The Cyclone compiler currently performs only one kind of inference: pointer kinds (thin or fat). Other kinds might be added in the future. However, I kept the cycinf-plugin generic and confined mentions of pointer-kind inference as much as possible. This would make it possible to support a new kind of inference easily in the future. As a result, the plugin's UI sticks to the abstract terminology of "cvar", "constraint", "decision", etc.
In addition to the five views, which are discussed individually below, the plugin places markers on each source file that appear in the left margin and in the code when you open the file in an editor. Each decision or constraint gets a highlight (green or red, respectively) at the source location provided by the compiler; the location is rarely exact, but it is nearly always close enough to be useful. Clicking on a marker in the margin will select the relevant decision or constraint in all views. The markers appear no matter what editor you use on your source files, but clicking on them only works in the Cyclone Editor.
This view contains a list of all the inference decisions in the folder you most recently selected (or of the decision you most recently selected). Each decision assigns a value to a cvar (currently a pointer kind to a pointer); the view shows an English description of the cvar, its raw name, the chosen value, and the source location. This view is one of only a few places you'll see raw cvar names.
This view is mostly similar to All Decisions but shows constraints. Since one rarely wants a list of all constraints in the program and the constraints are shown as rather cryptic raw constraint expressions, this view is rarely useful; the Inference Browsing perspective hides it behind All Decisions. However, since I wrote the view, I thought I might as well make it available.

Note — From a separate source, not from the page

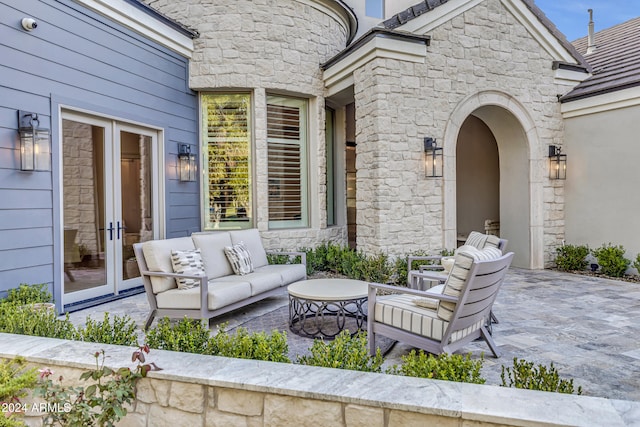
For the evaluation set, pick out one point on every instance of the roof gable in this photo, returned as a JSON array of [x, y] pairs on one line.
[[428, 14], [615, 62]]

This view shows all references to a decision (selected in another view) from constraints. Each constraint is listed by raw expression, but clicking a constraint shows its structure with the reference to the decision highlighted. The filtered, multilevel display in Reasoning is generally more useful, so Decision Mentions is hidden by default.
This view shows the structure of a constraint (selected in another view) in great detail. Almost every constraint is or contains an assignment constraint that sets a cvar to a certain value (for pointer-kind inference, generally a pointer kind to "fat"). An assignment constraint often has a guard, meaning that it only takes effect if the guard is satisfied. The only type of guard that is currently used is an equality comparison. Whatever source locations the compiler provides for various parts of the constraint are shown; currently the compiler provides a location for each top-level constraint but not for constraints that appear as pieces of a larger expression.
The constraint structure view includes some additional information that helps you see the reasoning that took place. Whether each guard is satisfied is marked. Whether each constraint is in effect is also marked. Note that, if a constraint's guard is not satisfied, the constraint's top level is always "in effect" even though the guarded sub-constraint is not.
The view does not try to interpret constraints in light of pointer kinds, but pointer-kind inference leads to constraints of a few specific forms you will come to recognize. An operation on a pointer x
that requires fat information, i.e. arithmetic, will generate a constraint "x
is fat". An assignment x = y
will generate "if x
is fat then y
has the same kind of x
" (really, "then y
is fat") because y
needs to have fat information to provide to x
in the assignment.
This view was the last one I wrote, and, incidentally, it ultimately determined what operations the plugin's models of decisions and constraints would have to support. It attempts to provide insight into why a certain pointer is fat.
This view behaves differently from the others because of its special purpose. A double-click on a decision in another view shows the decision in Reasoning (and also reveals the source location of the pointer). The Reasoning view shows the decision's cvar explanation, the value, and "inside", all constraints that took effect on the cvar, causing it to have the value it does. Inside each constraint is a list of all the other decisions it depends on in order to show why it took effect. Inside each of these decisions is a list of constraints, and so on. In the case of pointer-kind inference, successive levels of the tree view show successive steps in the program's data flow. To make navigation quicker, a single click in Reasoning jumps to the source location.